Ok, I Have this virus right now, and i dont know what to do!!! im using XP celeron with AVG and Zone Alarm Pro. I tryed the following things

-internet explorer > tools > internet options > delete files (also delete all offline content). I Also cleared History and cookies.
-updated security from the security microsoft update page
-scaned with AVG in Safe Mode (when i scan in safe mode it doesn't pick up the 2 infected files)

however when i scan in normal mode it picks up 2 files:

C:\Documents and Settings\steve\Local Settings\Temporary Internet Files\Content.IE5\O9A7W9EV\archive[1].jar

and

C:\Documents and Settings\steve\Local Settings\Temporary Internet Files\Content.IE5\O9A7W9EV\archive[1].jar:\beyond.class

but when i go look for these files with windows explorer their not there so i put show hidden files and folders but they still dont appear

I also tryed going into Control panel > Java plug-in because i see that solution helper alot but there is no java plug-in in my control panel please someone help me!

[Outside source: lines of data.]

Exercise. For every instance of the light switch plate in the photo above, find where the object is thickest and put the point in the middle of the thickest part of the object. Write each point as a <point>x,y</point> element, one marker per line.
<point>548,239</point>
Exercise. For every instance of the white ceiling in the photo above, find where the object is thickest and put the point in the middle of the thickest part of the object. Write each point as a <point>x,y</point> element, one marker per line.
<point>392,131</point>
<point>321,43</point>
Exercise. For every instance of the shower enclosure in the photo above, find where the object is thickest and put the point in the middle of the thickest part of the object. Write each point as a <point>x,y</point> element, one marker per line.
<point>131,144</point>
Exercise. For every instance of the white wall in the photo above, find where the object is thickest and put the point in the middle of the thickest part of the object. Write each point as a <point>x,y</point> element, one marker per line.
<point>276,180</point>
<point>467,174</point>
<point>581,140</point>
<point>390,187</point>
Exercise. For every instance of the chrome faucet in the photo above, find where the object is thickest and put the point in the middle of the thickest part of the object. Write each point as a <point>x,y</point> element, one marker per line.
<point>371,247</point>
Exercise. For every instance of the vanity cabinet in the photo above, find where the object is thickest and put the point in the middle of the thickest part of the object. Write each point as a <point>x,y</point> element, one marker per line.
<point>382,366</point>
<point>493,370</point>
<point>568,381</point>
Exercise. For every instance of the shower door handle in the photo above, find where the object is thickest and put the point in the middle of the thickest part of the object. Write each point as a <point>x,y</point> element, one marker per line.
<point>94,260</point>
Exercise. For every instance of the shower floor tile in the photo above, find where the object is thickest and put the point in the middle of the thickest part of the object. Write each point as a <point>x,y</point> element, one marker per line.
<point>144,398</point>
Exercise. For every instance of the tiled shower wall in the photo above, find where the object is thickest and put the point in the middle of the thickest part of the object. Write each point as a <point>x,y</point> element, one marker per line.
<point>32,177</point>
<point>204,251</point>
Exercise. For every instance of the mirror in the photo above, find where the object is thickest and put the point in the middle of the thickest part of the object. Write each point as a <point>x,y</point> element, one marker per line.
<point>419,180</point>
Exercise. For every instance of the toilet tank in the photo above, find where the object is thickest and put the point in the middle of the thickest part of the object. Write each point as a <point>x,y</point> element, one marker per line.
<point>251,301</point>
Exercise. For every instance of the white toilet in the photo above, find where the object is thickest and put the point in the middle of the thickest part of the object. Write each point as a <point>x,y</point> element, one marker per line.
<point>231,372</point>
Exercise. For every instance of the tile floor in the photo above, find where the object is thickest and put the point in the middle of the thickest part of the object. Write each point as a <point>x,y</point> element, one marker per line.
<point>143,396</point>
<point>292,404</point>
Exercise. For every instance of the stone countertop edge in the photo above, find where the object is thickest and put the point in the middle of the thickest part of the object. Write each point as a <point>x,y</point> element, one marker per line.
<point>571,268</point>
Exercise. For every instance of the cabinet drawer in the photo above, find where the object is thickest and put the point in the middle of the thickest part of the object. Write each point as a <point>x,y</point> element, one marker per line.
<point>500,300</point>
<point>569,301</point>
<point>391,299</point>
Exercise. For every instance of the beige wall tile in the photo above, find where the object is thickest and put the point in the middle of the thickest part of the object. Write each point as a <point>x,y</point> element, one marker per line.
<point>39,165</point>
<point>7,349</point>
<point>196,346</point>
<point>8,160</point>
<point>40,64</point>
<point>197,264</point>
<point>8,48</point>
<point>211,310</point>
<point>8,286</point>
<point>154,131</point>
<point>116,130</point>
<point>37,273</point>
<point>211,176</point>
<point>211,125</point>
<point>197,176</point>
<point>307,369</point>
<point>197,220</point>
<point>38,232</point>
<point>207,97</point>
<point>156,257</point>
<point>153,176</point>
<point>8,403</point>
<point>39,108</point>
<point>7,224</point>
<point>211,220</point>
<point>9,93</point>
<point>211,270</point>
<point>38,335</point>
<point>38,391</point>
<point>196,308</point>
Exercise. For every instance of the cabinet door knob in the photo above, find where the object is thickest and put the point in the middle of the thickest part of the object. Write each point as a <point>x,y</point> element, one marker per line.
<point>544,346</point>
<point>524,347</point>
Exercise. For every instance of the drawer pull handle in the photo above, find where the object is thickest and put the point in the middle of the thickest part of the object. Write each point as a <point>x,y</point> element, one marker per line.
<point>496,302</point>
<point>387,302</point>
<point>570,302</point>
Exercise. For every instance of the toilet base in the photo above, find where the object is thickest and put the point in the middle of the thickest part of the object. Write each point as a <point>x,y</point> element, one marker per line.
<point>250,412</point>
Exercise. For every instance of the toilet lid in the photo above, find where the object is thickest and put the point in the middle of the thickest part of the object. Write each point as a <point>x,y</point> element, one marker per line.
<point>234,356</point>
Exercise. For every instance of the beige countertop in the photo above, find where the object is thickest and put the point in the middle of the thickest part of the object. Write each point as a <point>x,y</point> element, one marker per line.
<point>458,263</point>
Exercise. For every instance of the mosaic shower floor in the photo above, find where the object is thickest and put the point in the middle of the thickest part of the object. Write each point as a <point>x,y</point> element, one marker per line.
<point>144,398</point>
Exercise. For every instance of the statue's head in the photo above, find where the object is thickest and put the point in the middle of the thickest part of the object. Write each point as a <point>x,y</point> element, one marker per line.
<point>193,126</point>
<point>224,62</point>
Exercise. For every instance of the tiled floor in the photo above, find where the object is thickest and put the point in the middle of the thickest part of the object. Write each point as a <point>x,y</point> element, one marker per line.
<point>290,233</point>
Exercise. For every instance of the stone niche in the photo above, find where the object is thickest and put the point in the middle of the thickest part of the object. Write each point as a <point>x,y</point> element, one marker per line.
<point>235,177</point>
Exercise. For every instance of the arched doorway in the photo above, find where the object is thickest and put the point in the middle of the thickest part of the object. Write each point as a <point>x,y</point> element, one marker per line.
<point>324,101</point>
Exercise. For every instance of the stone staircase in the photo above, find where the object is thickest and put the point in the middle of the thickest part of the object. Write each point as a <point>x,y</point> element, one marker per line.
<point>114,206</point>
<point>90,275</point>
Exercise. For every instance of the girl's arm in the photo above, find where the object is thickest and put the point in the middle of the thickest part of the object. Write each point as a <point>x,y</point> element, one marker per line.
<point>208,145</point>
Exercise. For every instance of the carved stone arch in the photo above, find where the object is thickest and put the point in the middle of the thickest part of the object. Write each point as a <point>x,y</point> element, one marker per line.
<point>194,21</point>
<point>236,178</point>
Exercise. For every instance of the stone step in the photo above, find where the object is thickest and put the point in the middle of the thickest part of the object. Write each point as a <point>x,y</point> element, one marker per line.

and one more thing, everytime i open windows explorer i get 2 messages from AVG saying virus detected and i heal them cuz the files paths and names are always different everytime i open the internet explorer

 

In Control Panel, switch to Classic View and u should see Java Plug-in.


snowbound

 

I always have it on classic, come on im pretty knowledgeable in computers, i've gotten rid of viruses before, but i cant get rid of this one AHH!!!

 

PLEASE SOME ON HELP its really frustrating

 

one more thing, i ran a complete scan with spybot it detected stuff like

C:\WINDOWS\system32\bdesac24.dll
C:\WINDOWS\system32\bdesac10.dll
C:\WINDOWS\system32\bderastdx6_30002.dll
C:\WINDOWS\BDE\bdeplayer2.dll
C:\WINDOWS\BDE\bdeimage.dll
C:\WINDOWS\BDE\bdeengine2.dll
C:\WINDOWS\system32\bde3d_ref2.dll
HKEY_LOCAL_MACHINE\SOFTWARE\Brilliant Digital Entertainment

If i were to leave the check marks on these files and continu in SpyBot will it Affect my computer, like will it delete those files? and then my computer wont function well or something

 

wow wow wow i think my problem's gotten worst i got a error during the spybot scan it said...

Error during check!
Xuron55 (datei C:\WINDOWS\win.ini kann nicht geoffnet werden. The process cannot access the file because it is being used by another process

What do i do

 

Thanks Ronjor.

if anyone can tell me if its ok to keep the boxes checked on spybot with the information that i stated above i would appreciate it thanks.

 

ok im not too familiare with this hijack and logthing can u help me out a bit, sorry!

 

1. Download HijackThis [HJT] from here:
http://www.spychecker.com/program/hijackthis.html
2. Create a folder, "C:\HijackThis" and install HJT to that folder.
3. Run HJT, create a log, then post your log into a new thread --
not here at Wilders but at the other forum [Ron gave links above].
4. Someone at one of those forums should be along to help soon.

 

one of those sites arn't accepting regestrations anymore and the other one(castlecops) doesn't let me sign in. can u give me another site thanks

 

made an account and signed in on the site but i didn't find a room where i can post a topic about hijackthis. maybe i dind't look right, help?

 

ok found it thanks for ur time il report back if i need help thanks

 

how long u think it wall take?

 

was i suppose to copy paste the log onto the thread?